Correlation Between Magnora ASA and Strongpoint ASA
Can any of the company-specific risk be diversified away by investing in both Magnora ASA and Strongpoint ASA at the same time? Although using a correlation coefficient on its own may not help to predict future stock returns, this module helps to understand the diversifiable risk of combining Magnora ASA and Strongpoint ASA into the same portfolio, which is an essential part of the fundamental portfolio management process.

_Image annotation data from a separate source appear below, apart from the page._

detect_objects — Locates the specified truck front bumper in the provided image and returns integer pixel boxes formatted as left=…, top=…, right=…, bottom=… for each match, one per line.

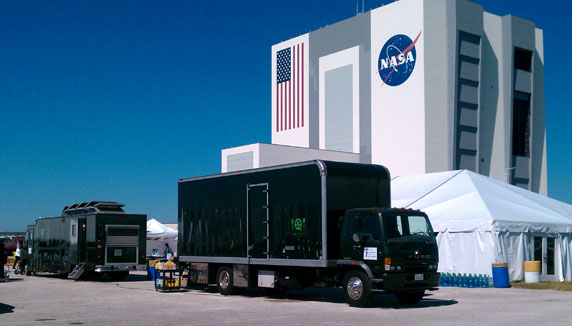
left=374, top=272, right=441, bottom=292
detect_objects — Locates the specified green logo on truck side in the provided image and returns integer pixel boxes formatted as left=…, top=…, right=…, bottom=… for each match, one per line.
left=290, top=217, right=306, bottom=236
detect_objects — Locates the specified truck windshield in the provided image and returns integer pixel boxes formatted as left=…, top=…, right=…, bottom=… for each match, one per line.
left=383, top=214, right=432, bottom=241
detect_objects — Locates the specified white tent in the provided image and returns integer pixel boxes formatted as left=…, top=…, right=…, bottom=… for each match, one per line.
left=391, top=170, right=572, bottom=281
left=147, top=218, right=178, bottom=239
left=147, top=218, right=178, bottom=257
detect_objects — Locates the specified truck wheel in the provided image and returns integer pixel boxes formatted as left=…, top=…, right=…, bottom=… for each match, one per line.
left=395, top=290, right=425, bottom=305
left=216, top=267, right=234, bottom=295
left=343, top=271, right=371, bottom=307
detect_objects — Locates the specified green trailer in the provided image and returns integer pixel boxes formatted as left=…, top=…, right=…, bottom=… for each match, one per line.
left=178, top=161, right=439, bottom=306
left=25, top=201, right=147, bottom=279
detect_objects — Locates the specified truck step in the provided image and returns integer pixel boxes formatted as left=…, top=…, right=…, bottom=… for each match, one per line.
left=68, top=264, right=85, bottom=280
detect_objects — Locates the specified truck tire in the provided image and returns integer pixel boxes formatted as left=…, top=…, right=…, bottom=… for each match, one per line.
left=395, top=290, right=425, bottom=305
left=343, top=271, right=371, bottom=307
left=216, top=267, right=234, bottom=295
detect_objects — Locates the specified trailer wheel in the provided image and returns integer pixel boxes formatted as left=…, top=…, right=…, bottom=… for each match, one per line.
left=216, top=267, right=234, bottom=295
left=343, top=271, right=371, bottom=307
left=395, top=290, right=425, bottom=305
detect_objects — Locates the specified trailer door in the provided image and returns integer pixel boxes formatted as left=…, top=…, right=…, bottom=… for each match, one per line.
left=246, top=183, right=270, bottom=259
left=69, top=219, right=79, bottom=265
left=77, top=218, right=87, bottom=263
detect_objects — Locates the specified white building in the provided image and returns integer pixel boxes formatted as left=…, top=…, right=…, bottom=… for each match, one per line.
left=222, top=0, right=547, bottom=195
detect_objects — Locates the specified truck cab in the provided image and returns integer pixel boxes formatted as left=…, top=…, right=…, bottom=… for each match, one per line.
left=337, top=208, right=440, bottom=306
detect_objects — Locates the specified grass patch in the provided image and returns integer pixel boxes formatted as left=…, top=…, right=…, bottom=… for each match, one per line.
left=510, top=282, right=572, bottom=291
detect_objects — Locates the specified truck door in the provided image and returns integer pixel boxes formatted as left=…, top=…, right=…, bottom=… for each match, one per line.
left=246, top=183, right=270, bottom=259
left=340, top=213, right=381, bottom=260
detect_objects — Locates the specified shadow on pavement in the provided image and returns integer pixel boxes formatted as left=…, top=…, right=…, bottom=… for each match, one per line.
left=0, top=303, right=14, bottom=315
left=181, top=286, right=458, bottom=309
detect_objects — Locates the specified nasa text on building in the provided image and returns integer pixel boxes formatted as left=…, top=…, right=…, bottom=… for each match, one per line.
left=222, top=0, right=547, bottom=194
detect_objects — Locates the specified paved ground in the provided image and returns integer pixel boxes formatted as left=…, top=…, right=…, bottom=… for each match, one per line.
left=0, top=268, right=572, bottom=326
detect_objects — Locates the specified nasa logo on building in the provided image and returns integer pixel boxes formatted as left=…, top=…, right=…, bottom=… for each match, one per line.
left=377, top=32, right=421, bottom=86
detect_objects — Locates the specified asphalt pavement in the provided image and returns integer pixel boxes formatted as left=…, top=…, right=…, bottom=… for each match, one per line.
left=0, top=272, right=572, bottom=326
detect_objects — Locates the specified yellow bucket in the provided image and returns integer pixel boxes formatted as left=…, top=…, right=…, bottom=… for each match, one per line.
left=524, top=260, right=540, bottom=273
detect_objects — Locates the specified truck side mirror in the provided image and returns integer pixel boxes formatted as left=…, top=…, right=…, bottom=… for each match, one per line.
left=352, top=232, right=361, bottom=242
left=360, top=233, right=373, bottom=242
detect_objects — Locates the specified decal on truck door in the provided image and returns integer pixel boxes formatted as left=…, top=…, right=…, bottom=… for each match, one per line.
left=363, top=247, right=377, bottom=260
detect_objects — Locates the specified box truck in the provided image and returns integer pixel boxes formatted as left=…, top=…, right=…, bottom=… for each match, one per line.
left=178, top=160, right=439, bottom=306
left=24, top=201, right=147, bottom=279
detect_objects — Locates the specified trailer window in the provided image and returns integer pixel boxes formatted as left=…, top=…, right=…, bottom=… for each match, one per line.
left=383, top=215, right=433, bottom=241
left=107, top=227, right=139, bottom=237
left=359, top=214, right=381, bottom=241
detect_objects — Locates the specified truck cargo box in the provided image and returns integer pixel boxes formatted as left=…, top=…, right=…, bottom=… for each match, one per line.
left=178, top=160, right=390, bottom=267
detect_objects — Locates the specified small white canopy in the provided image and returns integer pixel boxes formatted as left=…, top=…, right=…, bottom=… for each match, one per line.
left=147, top=218, right=178, bottom=239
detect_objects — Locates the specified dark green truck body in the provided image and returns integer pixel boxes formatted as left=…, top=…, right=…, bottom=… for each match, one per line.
left=178, top=161, right=439, bottom=305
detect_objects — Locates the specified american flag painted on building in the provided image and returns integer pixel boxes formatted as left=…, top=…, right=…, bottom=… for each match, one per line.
left=274, top=43, right=304, bottom=132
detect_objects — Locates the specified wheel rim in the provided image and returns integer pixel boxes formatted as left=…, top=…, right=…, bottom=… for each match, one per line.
left=218, top=271, right=230, bottom=289
left=346, top=276, right=363, bottom=300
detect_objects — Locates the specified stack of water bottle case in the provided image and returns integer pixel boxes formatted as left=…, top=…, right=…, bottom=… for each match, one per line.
left=439, top=273, right=493, bottom=288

By analyzing existing cross correlation between Magnora ASA and Strongpoint ASA, you can compare the effects of market volatilities on Magnora ASA and Strongpoint ASA and check how they will diversify away market risk if combined in the same portfolio for a given time horizon. You can also utilize pair trading strategies of matching a long position in Magnora ASA with a short position of Strongpoint ASA. Check out your portfolio center. Please also check ongoing floating volatility patterns of Magnora ASA and Strongpoint ASA.
Diversification Opportunities for Magnora ASA and Strongpoint ASA
0.5 | Correlation Coefficient |
Very weak diversification
The 3 months correlation between Magnora and Strongpoint is 0.5. Overlapping area represents the amount of risk that can be diversified away by holding Magnora ASA and Strongpoint ASA in the same portfolio, assuming nothing else is changed. The correlation between historical prices or returns on Strongpoint ASA and Magnora ASA is a relative statistical measure of the degree to which these equity instruments tend to move together. The correlation coefficient measures the extent to which returns on Magnora ASA are associated (or correlated) with Strongpoint ASA. Values of the correlation coefficient range from -1 to +1, where. The correlation of zero (0) is possible when the price movement of Strongpoint ASA has no effect on the direction of Magnora ASA i.e., Magnora ASA and Strongpoint ASA go up and down completely randomly.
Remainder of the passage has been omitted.